The numbers are sobering. The problem is immense.
In a special report presented over the past week, our fellow McClatchy journalists put faces on the heavy and often hidden cost of America's atomic weaponry.
A total of 107,394 workers have been diagnosed with cancers and other diseases after building the nation's nuclear stockpile over the last seven decades. At least 33,480 former nuclear workers are dead after helping the U.S. win World War II and the Cold War before getting sick enough to qualify for government compensation.
Taxpayers have spent $12 billion so far treating and compensating more than 53,000 sick nuclear workers.
But fewer than half the workers who sought help had their claims approved. More than 54,000 workers have been denied government help. Some say the government's tactic is to "Delay, deny, until you die."
South Carolina, home to the Savannah River Site outside Aiken, has certainly paid a toll to the silent killer. The site that turned 65 this year was established by President Truman to produce the basic materials used in the fabrication of nuclear weapons.
Nearly 40 million gallons of highly radioactive nuclear waste remains at SRS -- 90 miles up the Savannah River from where much of Beaufort County's drinking water is withdrawn. The waste is stored in aging tanks.
And the federal government's poor record for helping its workers is matched or exceeded by its miserable record of dealing with the nuclear waste that will threaten workers and communities ad infinitum.
Earlier, McClatchy reported that the United States already has generated more than 80,000 tons of spent nuclear fuel and high-level nuclear waste, and the toxic materials are stored at some 80 sites in 35 states.

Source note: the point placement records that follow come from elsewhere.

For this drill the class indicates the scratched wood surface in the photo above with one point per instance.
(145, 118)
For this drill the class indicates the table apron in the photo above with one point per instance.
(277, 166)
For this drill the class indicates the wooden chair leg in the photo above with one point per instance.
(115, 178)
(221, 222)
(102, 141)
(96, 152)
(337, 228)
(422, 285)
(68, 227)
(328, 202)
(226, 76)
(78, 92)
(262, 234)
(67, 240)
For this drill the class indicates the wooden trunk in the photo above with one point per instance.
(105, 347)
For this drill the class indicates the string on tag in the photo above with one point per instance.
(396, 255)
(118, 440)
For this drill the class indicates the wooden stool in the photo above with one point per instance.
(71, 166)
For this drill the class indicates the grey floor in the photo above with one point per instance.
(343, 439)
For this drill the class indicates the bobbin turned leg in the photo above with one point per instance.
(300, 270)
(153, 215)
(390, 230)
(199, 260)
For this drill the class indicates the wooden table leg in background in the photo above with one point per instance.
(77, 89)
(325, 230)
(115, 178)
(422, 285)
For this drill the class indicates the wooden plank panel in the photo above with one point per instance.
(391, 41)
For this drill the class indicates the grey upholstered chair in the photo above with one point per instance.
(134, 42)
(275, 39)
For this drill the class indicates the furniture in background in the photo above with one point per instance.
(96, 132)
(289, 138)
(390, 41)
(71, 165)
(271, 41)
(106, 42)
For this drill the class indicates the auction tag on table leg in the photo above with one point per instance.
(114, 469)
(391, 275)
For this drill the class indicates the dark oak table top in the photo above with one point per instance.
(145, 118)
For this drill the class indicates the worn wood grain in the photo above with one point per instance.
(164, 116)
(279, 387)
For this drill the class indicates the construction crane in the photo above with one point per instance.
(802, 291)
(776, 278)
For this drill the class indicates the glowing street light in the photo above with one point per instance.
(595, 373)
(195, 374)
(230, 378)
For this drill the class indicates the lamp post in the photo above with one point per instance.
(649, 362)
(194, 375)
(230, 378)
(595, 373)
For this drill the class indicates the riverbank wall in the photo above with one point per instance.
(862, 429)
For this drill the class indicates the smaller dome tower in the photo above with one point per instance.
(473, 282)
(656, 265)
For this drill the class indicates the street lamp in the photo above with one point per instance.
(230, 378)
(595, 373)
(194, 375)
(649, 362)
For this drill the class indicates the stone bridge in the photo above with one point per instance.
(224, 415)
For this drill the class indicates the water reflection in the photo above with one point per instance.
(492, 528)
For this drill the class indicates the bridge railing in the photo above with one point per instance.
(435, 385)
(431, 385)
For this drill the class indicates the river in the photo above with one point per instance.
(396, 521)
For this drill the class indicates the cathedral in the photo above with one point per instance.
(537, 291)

The answer is a central repository, and in 1987, after immense study, Congress decreed that site would be under Yucca Mountain in Nevada. There, nuclear waste would not be a human threat for at least 10,000 years. The government spent more than $15 billion preparing to accept the waste by Congress' 1998 deadline. Utility customers also have paid billions into this solution. But President Barack Obama egregiously mothballed Yucca Mountain as soon as he became president.
What we see is a nation in denial. We see a nation willing to consider workers in its hodgepodge of nuclear sites to be collateral damage. We see a nation that has grossly underestimated the cost to the workers.
And we see a nation that for pure politics will endanger entire communities and states by failing to confront its sick legacy of the atomic age.
We see a nation that should do much better by its own people.